Mann’s involvement in an ill-fated attempt to topple Equatorial Guinea President Teodoro Obiang Nguema in 2004 is chronicled in his book Cry Havoc, along with the claim that he dined and even holidayed with the former British prime minister.
However, it is understood that extracts detailing discussions between Thatcher and Mann, in the year before the failed coup, were taken out of the book on the advice of its publisher.
One of the meetings described in a first draft of the book was allegedly held in the first-floor sitting room of Thatcher’s home in Chester Square, London, in autumn 2003.
The second meeting was said to have taken place around that Christmas by the swimming pool of a £2 million (US$3.2 million) mansion in Cape Town owned by her son, Sir Mark Thatcher, who was later fined £265,000 and given a four-year suspended jail term by a South African court for financing a helicopter for use in the plot.
Known as the Wonga coup, the attempt to replace Obiang with exiled opposition politician Severo Moto in March 2004 went dramatically wrong, leading to Mann’s imprisonment.
Mann was arrested at Harare International Airport in Zimbabwe as he and 69 other mercenaries were loading a plane with £150,000 of weapons, intending to fly to Malabo, the capital of Equatorial Guinea.
After three years in a Zimbabwean jail, he was extradited to Equatorial Guinea in the “oil for Mann” deal, a reference to the large amounts of oil that the Zimbabwean President Robert Mugabe managed to secure from Equatorial Guinea.
Mann, who had been due to receive £15 million if the coup succeeded, was convicted in July 2008 of attempting to kill Obiang, overthrow his government and disturb the peace and independence of the state, and was jailed for 34 years. In November 2009, after months of talks, he was pardoned by the president on humanitarian grounds and freed.
In Mann’s book, published on Thursday, he details Mark Thatcher’s alleged role in the failed plot, describing him as one of the “high-profile secret backers.”
Mann reveals that he first met the former prime minister’s son in 1997, when he moved to Cape Town, and describes subsequently eating Christmas dinner with the whole family, including Baroness Thatcher and her husband, Sir Denis.
“I mean, I mean we move to SA in late November and four weeks later we’re all round at his place for Christmas dinner, meeting mum and dad!” Mann writes.
Of his subsequent relationship with the former Conservative leader, Mann adds: “As I know, Maggie shares her son’s fondness for the SAS. They had made the difference for her.

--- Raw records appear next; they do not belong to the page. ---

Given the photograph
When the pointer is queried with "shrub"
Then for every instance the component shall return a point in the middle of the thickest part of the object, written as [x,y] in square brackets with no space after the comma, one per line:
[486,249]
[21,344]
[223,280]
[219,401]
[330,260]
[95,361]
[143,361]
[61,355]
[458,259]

Gone the extra. More than once. She had for them too.”
“She takes a shine to me. Over the years whenever we have dinner, I’m always sat next to her. Maggie’s Cape Town favourite. Other than that of [former South African president] Nelson Mandela, our house is the only Cape home she visits, for lunch or dinner. Amanda [Mann’s wife] and I even go on a game lodge holiday with Margaret, Denis, Mark and his wife Diane,” he writes.
However, details of discussions between Mann and Margaret Thatcher were taken out of the book even before lawyers for Mark Thatcher were sent a copy.
“The first draft had this information in it. The draft that was sent to the Thatcher lawyers did not, and the changes made to the book were accordingly not large. It was deemed the best course of action to leave the content of the discussions out of the book,” a source close to the publisher said.